I FELT A LITTLE UNEASY with the detectives who had drawn this case. I didn’t have any problem with David Cardenas. But Frank had once knocked Cardenas’s partner, Bob Thompson, flat on his rump. Why? For making a remark about me. Not the kind of thing that will make a guy sign your dance card at the Policemen’s Ball.
Things seemed to be going okay at first. Cardenas took my statement while Thompson talked to Claire in the living room. I told Cardenas about the dog, and he had me show him the car window, and from there, to retrace most of my steps as I told him what had happened. He didn’t force me to go inside the cabana again; a photographer and other technicians were at work in there. When they first arrived, Claire had been forced to calm Finn, who grew upset as other strangers came near the cabana. A uniformed officer was petting and cooing to him now, as a technician took a sample of hair from the dog’s paw.
“The dog stayed outside, with Mrs. Watterson, when you went in to look?” Cardenas asked me.
“Yes.”
“About where was she standing then?”
I showed him. “About here.”
“Was there a reaso
n you asked her to wait?”
I shrugged.
He waited.
“I’m not sure I thought about it at the time. There was blood, the lights were out everywhere else, and Ben hadn’t come to the hotel to pick her up, as planned. He hadn’t answered the phone when she called. Given all of that, by the time we were standing here, I had a bad feeling about what might be in the cabana.”
“Did you open the door to the cabana, Mrs. Harriman?”
“No, it was already open.”
“There are two doors. Were they both open?”
“No, just one. The one on the right.”
“As we face the cabana, the one on our right?”
“Yes.”
“All the way open?”
“No, but nearly wide open.”
“Did you reach out as you approached it?”
“No.”
“Touch the doorknob?”
“No…”
The questions went on. Cardenas was good at his job. He helped me to concentrate on remembering a sequence of events and details that my mind was already trying to lock away from me. As we finished at the cabana, he paused to ask the technicians to check out the blood on the car window, then continued to go over the details of our entry into the house.

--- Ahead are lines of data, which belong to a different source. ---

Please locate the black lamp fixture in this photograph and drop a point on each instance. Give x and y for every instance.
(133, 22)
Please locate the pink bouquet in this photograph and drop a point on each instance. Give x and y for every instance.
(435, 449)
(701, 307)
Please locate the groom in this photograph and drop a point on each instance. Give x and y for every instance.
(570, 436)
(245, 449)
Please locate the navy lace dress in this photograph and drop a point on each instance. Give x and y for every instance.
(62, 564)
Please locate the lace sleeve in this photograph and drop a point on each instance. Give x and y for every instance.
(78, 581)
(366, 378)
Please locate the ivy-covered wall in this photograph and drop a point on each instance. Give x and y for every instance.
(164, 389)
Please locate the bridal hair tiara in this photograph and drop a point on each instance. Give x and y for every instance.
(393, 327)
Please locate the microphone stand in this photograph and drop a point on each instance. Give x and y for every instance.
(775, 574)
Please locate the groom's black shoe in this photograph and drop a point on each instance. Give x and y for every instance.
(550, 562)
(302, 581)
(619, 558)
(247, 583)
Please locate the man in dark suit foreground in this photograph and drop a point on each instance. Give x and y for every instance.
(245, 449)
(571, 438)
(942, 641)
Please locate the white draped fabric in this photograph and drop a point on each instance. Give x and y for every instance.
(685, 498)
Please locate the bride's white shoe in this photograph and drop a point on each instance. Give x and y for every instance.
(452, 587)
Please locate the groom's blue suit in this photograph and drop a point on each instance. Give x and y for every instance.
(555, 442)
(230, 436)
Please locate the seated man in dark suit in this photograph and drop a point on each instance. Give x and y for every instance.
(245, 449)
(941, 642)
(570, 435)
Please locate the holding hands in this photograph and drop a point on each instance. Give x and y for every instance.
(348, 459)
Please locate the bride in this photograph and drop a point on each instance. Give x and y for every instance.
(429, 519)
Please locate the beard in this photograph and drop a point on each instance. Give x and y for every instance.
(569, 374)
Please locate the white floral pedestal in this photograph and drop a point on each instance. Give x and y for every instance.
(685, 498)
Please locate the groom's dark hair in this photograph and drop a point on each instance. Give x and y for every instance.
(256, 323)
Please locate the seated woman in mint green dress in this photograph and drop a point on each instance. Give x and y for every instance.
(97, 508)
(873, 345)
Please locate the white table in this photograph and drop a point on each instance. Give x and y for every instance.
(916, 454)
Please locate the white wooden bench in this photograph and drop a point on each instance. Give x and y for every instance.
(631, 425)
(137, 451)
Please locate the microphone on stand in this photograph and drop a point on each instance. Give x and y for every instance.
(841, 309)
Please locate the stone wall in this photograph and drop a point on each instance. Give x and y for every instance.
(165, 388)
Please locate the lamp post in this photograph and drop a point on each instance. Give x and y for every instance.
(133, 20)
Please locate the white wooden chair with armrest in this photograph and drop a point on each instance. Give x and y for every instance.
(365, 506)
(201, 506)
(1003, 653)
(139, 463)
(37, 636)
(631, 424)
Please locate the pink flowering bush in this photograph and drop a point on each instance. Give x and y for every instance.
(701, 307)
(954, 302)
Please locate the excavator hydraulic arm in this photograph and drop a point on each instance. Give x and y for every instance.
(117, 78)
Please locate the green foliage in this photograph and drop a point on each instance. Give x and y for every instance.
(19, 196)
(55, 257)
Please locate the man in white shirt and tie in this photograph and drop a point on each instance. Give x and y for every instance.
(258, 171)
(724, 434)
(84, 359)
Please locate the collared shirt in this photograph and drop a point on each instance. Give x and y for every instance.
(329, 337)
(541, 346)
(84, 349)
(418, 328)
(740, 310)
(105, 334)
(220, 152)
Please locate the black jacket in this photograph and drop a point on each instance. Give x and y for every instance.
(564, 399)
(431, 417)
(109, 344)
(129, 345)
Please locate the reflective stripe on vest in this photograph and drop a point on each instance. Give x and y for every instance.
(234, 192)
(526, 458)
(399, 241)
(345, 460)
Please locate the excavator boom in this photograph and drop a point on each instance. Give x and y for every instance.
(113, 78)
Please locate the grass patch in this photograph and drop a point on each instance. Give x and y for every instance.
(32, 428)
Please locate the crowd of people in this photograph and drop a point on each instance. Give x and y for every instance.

He thanked me for my help, asked me to wait in the kitchen, went into the living room for a few minutes. When he came back he said, “I think Mrs. Watterson would like to talk to you for a moment.”
I nodded and went into the living room.
Somewhere along the line, Claire must have gathered her wits; she told me that she had called her sister, Alana, and told Thompson that she’d wait until Alana arrived before she’d answer any other questions. Then she explained that Alana was an attorney. Thompson apparently took that in stride.
Claire asked me to wait with her until her sister arrived. I sat next to her on the couch. It seemed to me that she was more herself; perhaps not completely cool and self-possessed, but getting there. Her face was swollen from crying, her eyes red and puffy, but there was defiance there. It occurred to me that somehow, Thompson had made her angry.
He was sitting in a chair, swinging his foot back and forth, watching her.